Carriers Will Pay When Insurtech Doesn’t Deliver on Big Promises

Carriers Will Pay When Insurtech Doesn’t Deliver on Big Promises

Carriers Will Pay When Insurtech Doesn’t Deliver on Big Promises

A startup claiming to predict disaster damage and optimize response has attracted insurers’ interest, but flaws in the methodology could put carrier partners at risk.

The promise of new technology historically tends to be rooted more in hype than reality. Insurtech is not immune.

While Insurtech has proven useful in streamlining claims management, garnering more granular data and improving customer experience, it hasn’t revolutionized the industry as dramatically as some predicted.

In addition to its advantages, any new tool or solution inevitably introduces its own risks — one of which is the chance that it will underdeliver on its promises or fail altogether.

A recent New York Times article detailed one such example in a Silicon Valley-based startup claiming to use artificial intelligence and machine learning to optimize disaster response.

The Product

One Concern is a tech firm founded by Stanford grads seeking to help cities prioritize first response efforts after a disaster.

Often, as in the earthquake that struck Napa Valley in 2014, emergency responders are inundated with 911 calls from all over the region and struggle to determine who is in the greatest danger and should be rescued first. A disorganized response could result in many preventable deaths.

Using a city’s property, topographic, seismographic and demographic data, One Concern claims to be able to predict an earthquake’s damage with up to 85% accuracy within 15 minutes.

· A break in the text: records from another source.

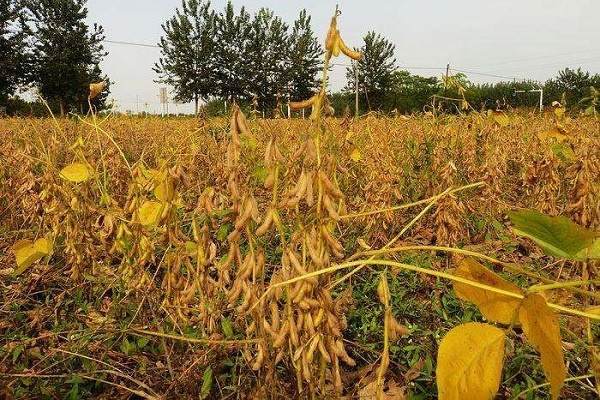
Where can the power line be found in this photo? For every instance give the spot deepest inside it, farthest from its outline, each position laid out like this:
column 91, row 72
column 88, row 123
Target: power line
column 539, row 58
column 131, row 43
column 486, row 74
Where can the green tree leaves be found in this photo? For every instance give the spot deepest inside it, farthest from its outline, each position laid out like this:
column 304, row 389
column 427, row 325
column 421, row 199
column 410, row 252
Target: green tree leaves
column 375, row 69
column 187, row 51
column 66, row 52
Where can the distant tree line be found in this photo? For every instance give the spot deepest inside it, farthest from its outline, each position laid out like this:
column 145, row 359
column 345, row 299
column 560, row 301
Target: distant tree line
column 218, row 56
column 384, row 87
column 235, row 56
column 46, row 45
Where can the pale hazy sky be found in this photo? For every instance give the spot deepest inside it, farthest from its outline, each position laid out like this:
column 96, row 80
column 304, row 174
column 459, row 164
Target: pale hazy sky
column 514, row 38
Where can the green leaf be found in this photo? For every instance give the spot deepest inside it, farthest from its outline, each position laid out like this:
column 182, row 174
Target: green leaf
column 227, row 328
column 142, row 342
column 206, row 383
column 223, row 232
column 127, row 348
column 562, row 151
column 557, row 236
column 592, row 252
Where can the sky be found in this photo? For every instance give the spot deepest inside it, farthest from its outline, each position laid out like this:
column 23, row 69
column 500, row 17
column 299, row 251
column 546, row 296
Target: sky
column 519, row 39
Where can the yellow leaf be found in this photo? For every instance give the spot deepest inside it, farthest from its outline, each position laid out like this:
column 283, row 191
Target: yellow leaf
column 96, row 89
column 541, row 328
column 165, row 191
column 75, row 172
column 494, row 306
column 593, row 310
column 501, row 119
column 554, row 133
column 355, row 155
column 469, row 362
column 27, row 252
column 149, row 212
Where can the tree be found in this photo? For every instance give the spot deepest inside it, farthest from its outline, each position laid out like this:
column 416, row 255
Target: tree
column 187, row 52
column 13, row 49
column 304, row 59
column 66, row 52
column 410, row 93
column 375, row 69
column 266, row 57
column 232, row 71
column 575, row 84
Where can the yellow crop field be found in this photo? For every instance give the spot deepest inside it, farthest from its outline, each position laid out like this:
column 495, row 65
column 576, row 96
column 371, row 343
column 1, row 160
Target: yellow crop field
column 241, row 258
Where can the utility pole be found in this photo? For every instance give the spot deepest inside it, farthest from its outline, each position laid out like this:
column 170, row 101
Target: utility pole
column 540, row 91
column 355, row 88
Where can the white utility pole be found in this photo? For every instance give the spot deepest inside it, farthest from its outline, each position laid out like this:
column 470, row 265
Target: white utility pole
column 355, row 89
column 540, row 91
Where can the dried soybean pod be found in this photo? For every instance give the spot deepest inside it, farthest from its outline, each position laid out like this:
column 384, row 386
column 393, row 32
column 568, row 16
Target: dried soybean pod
column 329, row 187
column 312, row 347
column 330, row 208
column 293, row 331
column 275, row 316
column 323, row 350
column 282, row 335
column 305, row 367
column 264, row 227
column 259, row 358
column 319, row 317
column 355, row 55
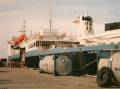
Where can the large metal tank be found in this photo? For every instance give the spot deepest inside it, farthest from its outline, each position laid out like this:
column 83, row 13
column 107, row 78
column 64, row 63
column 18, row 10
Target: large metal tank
column 63, row 65
column 47, row 64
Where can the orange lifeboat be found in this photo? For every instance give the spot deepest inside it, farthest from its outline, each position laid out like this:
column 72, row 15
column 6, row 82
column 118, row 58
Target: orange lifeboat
column 19, row 39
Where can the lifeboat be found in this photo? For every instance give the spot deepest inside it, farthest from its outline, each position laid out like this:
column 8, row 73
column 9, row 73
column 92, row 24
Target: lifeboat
column 18, row 40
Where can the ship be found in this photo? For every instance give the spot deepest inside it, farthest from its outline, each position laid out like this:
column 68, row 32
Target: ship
column 25, row 48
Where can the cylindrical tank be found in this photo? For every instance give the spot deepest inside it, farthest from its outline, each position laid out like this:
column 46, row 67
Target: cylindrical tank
column 63, row 65
column 47, row 64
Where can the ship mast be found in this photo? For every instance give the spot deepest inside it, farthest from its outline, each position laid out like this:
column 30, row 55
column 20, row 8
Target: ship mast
column 50, row 15
column 23, row 27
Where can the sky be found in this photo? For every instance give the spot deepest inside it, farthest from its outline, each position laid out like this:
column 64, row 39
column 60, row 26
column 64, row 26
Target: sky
column 36, row 14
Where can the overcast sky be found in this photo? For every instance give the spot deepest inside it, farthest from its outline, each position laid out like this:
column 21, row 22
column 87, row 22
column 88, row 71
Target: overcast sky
column 35, row 12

Using artificial intelligence, the models are meant to continually update as real-time information is fed into the system during a disaster. These prediction models can theoretically help city emergency departments pre-plan their disaster response efforts, prioritize hardest-hit areas first and save more lives.

So far, One Concern has attracted $55 million in venture capital funding and has worked with the U.S. cities of San Francisco and Seattle, as well as the Japanese city of Kumamoto and the states of Pennsylvania and Arizona.

The Controversy

A few cities have decided not to renew their contracts with One Concern after discovering errors in its prediction models.

These errors, the cities claim, are so significant that disaster response decisions based on the startup’s models could actually lead to greater loss of life.

An official with Seattle’s emergency department, for example, noted some major structures in the metropolitan area, including a big box store and parts of a university campus, were left out of the analysis completely due to lack of data.

Many have also complained about the lack of transparency in how One Concern generates its models and applies artificial intelligence, and how it arrives at its touted figure of 85% accuracy within 15 minutes. The company has not disclosed how it tests the accuracy of its models, and has not submitted its results for independent, third-party review.

Of the data sources and methodology that One Concern has disclosed, the Times article points out that much of it is already publicly available, free of charge. This includes building codes, liquefaction maps, census data and FEMA resources including their own damage-prediction tools.

One Concern’s business model has also drawn ire.

The company has partnered with insurance companies that will pay for a city’s use of the service in exchange for the data that One Concern compiles and the models it builds.

This is currently the case in Seattle, where American Family Insurance is subsidizing the cost of the service, and in Japan, where the nation’s second-largest property insurer, Sompo, is covering the cost for Kumamoto.

Critics claim the partnerships demonstrate a prioritization of profit over the stated purpose of saving lives.

This article originally appeared on riskandinsurance.com To read the full article, click here.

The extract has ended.